Bearish Gold Positioning Expands; Is It Time For A Bounce?
(Kitco News) - Money managers have moved to a large net bearish position in gold futures, but some analysts are suggesting this may be a sign of an overextended market that could be ripe for some kind of bounce.
Selling by these accounts pushed gold sharply lower during the week-long period to July 17 covered by the most recent positioning data compiled by the Commodity Futures Trading Commission. Comex August gold fell by $28.10 an ounce to $1,227.30, while September silver shed 47 cents to $15.617.
Net long or short positioning in the CFTC data reflect the difference between the total number of bullish (long) and bearish (short) contracts. Traders monitor the data to gauge the general mood of speculators, although excessively high or low numbers are viewed by many as signs of overbought or oversold markets that may be poised for price corrections.
TD Securities issued a research note saying that speculators “have continued to shun gold” due to a resilient U.S. dollar and emerging-market foreign-exchange “angst” as the People’s Bank of China continues to allow the country’s currency to depreciate to offset economic headwinds in China.
The CFTC’s “disaggregated” report shows that money managers stood net short by 26,449 contracts as of July 17, compared to a net short of 2,527 at the end of the prior reporting week. This big change was the result of fresh selling, as the number of shorts soared by 24,295 lots. There was also some fresh buying, as reflected by a 373 increase in gross longs.
“Just as I suspected; it was short traders driving gold down,” said a tweet from Fred Hickey, editor-creator of The High-Tech Strategist.
Whoa Nelly! Just as I suspected it was short traders driving gold down.Thru Tuesday(likely even worse now), a slight increase in longs& another massive 27.7K jump in large spec. futures shorts. In past 5 weeks +121% jump in short contracts to 161K -highest level in at least 11yrs— fred hickey (@htsfhickey) July 20, 2018
Commerzbank analysts pointed out that gold hit the lowest price in a year in a slide exacerbated by speculative traders. The net-short position is near the late 2015 record high, the bank added, while also suggesting the market may have reached an extreme that could lead to a bounce.

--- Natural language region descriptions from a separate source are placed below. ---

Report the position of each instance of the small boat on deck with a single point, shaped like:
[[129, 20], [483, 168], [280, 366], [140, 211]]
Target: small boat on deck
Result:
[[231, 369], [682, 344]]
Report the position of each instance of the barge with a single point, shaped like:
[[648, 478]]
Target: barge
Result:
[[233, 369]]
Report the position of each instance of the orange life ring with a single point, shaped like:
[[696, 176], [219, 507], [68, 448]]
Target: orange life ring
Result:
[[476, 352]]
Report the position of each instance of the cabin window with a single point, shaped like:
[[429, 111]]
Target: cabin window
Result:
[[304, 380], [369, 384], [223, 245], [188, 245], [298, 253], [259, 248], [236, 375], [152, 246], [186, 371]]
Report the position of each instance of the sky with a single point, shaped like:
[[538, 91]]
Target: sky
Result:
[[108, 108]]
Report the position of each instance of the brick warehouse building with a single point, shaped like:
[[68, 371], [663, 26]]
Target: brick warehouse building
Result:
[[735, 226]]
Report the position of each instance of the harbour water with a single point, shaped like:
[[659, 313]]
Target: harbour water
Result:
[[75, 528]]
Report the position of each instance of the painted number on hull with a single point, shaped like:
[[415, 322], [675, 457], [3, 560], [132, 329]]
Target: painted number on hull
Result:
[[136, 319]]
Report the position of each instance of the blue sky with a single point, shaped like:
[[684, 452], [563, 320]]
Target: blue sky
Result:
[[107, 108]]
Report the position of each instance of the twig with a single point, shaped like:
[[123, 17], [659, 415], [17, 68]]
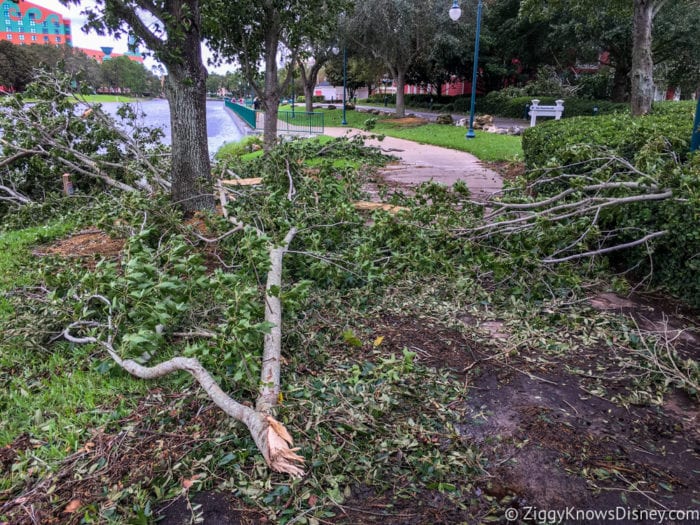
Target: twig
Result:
[[610, 249]]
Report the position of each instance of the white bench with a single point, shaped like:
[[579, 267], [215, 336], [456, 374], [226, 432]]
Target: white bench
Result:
[[545, 111]]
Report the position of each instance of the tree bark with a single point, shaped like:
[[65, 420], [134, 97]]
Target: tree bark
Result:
[[186, 92], [642, 63], [621, 82], [400, 79]]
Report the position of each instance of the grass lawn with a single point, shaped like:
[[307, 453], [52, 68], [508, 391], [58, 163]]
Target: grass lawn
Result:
[[486, 146]]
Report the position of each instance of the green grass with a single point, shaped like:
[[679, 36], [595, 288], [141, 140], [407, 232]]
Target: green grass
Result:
[[53, 397], [486, 146], [15, 256]]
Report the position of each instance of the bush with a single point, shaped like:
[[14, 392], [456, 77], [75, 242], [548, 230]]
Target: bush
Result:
[[657, 149], [316, 98], [378, 98], [620, 133], [499, 103]]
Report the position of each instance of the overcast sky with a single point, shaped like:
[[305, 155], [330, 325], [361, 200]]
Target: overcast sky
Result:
[[94, 41]]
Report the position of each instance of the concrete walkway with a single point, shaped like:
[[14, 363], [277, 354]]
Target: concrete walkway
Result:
[[421, 163]]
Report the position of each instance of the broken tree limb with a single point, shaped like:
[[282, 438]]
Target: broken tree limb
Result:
[[272, 351], [610, 249], [270, 436]]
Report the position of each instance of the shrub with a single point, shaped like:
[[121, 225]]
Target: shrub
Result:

“Speculative market participants often behave in a very cyclical fashion, and in the past such extreme positioning has frequently been an indicator of a pronounced countermovement in the near future,” Commerzbank said. “Very negative market positioning at the end of 2015 was followed by a surge in the gold price of roughly $300 in the first half of 2016.”
Alasdair Macleod, head of research at Goldmoney, echoed similar sentiments in this tweet: “Gold as oversold as it has ever been. Last time this happened was 29 Dec 2015 and was followed by $315 [rise] to $1366 over 7 months.”
Hedge funds short 26,449 Comex gold contracts last Tuesday. Near record. Gold as oversold as it has ever been. Last time this happened was 29 Dec 2015 and was followed by $315 to $1366 over 7 months.— Alasdair Macleod (@MacleodFinance) July 20, 2018
Commerzbank noted that speculative financial investors are also pessimistic about the other precious metals and flipped back to a net-short in silver.
Money managers now hold a net-short position of 8,810 futures contracts, compared to a net-long standing of 7,827 in the prior week. This reversal was due to a combination of fresh selling (gross shorts rose by 10,247 lots) and long liquidation (total longs fell by 6,390).